In order to deal with the curse of dimensionality, we have to reduce the number of dimensions to compute. We do this by reworking the dimensions to focus on the most important ones, which are then enough to represent most of the data. This process is realized through Latent Semantic Indexing, with the objective of keeping enough dimensions to reach an inertia of 70%.

The data set is then simplified enough to be able to learn from it, and find interesting themes.

Algorithm Choice

We did a lot of R&D in order to find the most relevant algorithms for our purpose, and finally decided to work with Hierarchical Clustering which was giving us the best results. This algorithm belongs to the class of unsupervised Machine Learning algorithms, and will try to create “groups” (clusters) of queries which seems semantically similar, and can be associated together.

We use an agglomerative approach: each observation starts in its own cluster, and pairs of clusters are merged as one moves up the hierarchy.

The Hierarchical Clustering is particularly interesting in our context because it does not need to “manually” provide the desired number of clusters. Indeed, depending on the bot or the variety of subjects discussed by users, the number of clusters can vary. It would be quite difficult to decide without taking risks regarding the final quality of the clusters.

Stopping Criterion

One of the challenges of Hierarchical Clustering is to find an adequate Stopping Criterion, which will ensure clusters quality. Usually, people use a distance criterion, or a number criterion.

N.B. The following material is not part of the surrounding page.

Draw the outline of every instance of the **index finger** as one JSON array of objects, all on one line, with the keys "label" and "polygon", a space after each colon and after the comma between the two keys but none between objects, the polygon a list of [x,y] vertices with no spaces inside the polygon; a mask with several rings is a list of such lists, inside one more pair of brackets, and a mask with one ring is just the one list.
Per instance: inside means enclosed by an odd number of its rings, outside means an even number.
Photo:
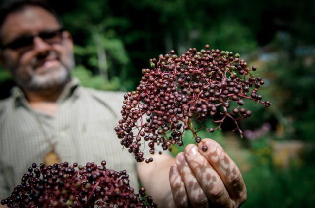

  • distance criterion: stops creating new clusters when members of the cluster are too distant from each other
  • number criterion: stops creating new clusters when a maximum number of clusters has been reached

We opted for the distance criterion, as the number of clusters can vary from one bot to another, depending on the volume of data and the theme of the bot. We then experimented with different kind types of distances (euclidean, cosine), and different data sets, in order to approximate the most relevant stopping criterion, and validate our choices.

Clustering Computing

Once all the queries have been cleaned, we launch our Clustering Algorithm upon them.

These clusters will vary in terms of size, and the importance of the queries they contain (frequent or not), and density. We will use these characteristics later to build a quality ordering set. But first, we have to qualify these clusters: would they be useful to enrich existing intents, or to build new ones? In order to know, we have to go through another computing step.

Queries Matching

Inside each one of the clusters, we go through each query and use the NLP Engine to see if there’s a match. We will then have two type of clusters:

  • Those with few or no matches: are good candidates for the creation of new intents, which will efficiently enlarge the scope of your bot
  • Those with many matches: are good candidates to provide new formulations for an existing intent in order to improve it

Queries Ordering

Inside each cluster, the queries are ordered using two parameters:

  1. first, the queries matching an intent, by matching score: it is important to evaluate the risks of creating a new intent, or improving an existing one. It is also interesting to challenge the existing intents, and see if some of their formulations should be removed, moved or adapted
  2. then, the other queries are ordered from the ones with the most occurrences, to the ones with the least amount of occurrences

Clusters Ordering

Lastly we ordered the list of Clusters, so the most relevant can be displayed first. The most relevant Clusters are the ones that contain queries with important volumes, and good density.

The density represented is how “focused” the clusters are: are queries very focused on the exact same theme, or do they diverge.


The hard work is done: Clustaar AI understood what improvements should be made, now you just have to push the button!